Scalable Diffusion Models with Transformers
Diffusion Transformers
Preliminaries: the VAE ELBO loss approach to diffusion, classifier-free guidance , latent diffusion models (used to save flops)
use off-the-shelf convolutional VAEs for latent diffusion, and transformer-based DDPMs for their actual network
Section 3 the architecture

the outputs of the transformer are the predicted noise, and a covariance matrix
- Usually, diffusion assumes fixed covariance, but they actually learn it here for some reason.
Choices:
- the patch size (for turning an image into tokens), how big of a patch (full depth) do you embed into one d dimensional token?

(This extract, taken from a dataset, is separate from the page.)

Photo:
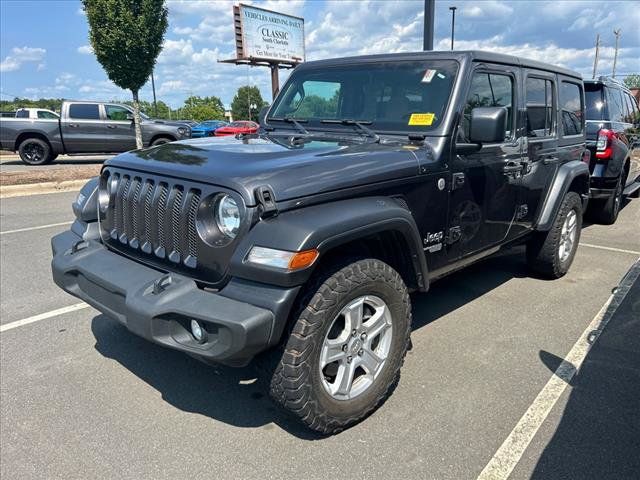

- how to incorporate the timestep t and the class conditional labels y into the diffusion architecture? Tried the three (four) methods in the figure. -Zero means including the alpha parameters, which are initialized to zero so that it starts off just learning a residual
- use four model sizes following ViT
Section 4 Experiments
- class conditional image generation of multiple sizes
- metric: FID
- Inception Score [51], sFID [34] and Precision/Recall [32] as secondary metrics.
- Used a lot of hyperparams from ADM without tuning
- used off the shelf VAE from stable diffusion
Section 5 Experiments
- adaLN-Zero best
- scaling model Gflops, not model size, improves performance (decreasing patch size improves performance too)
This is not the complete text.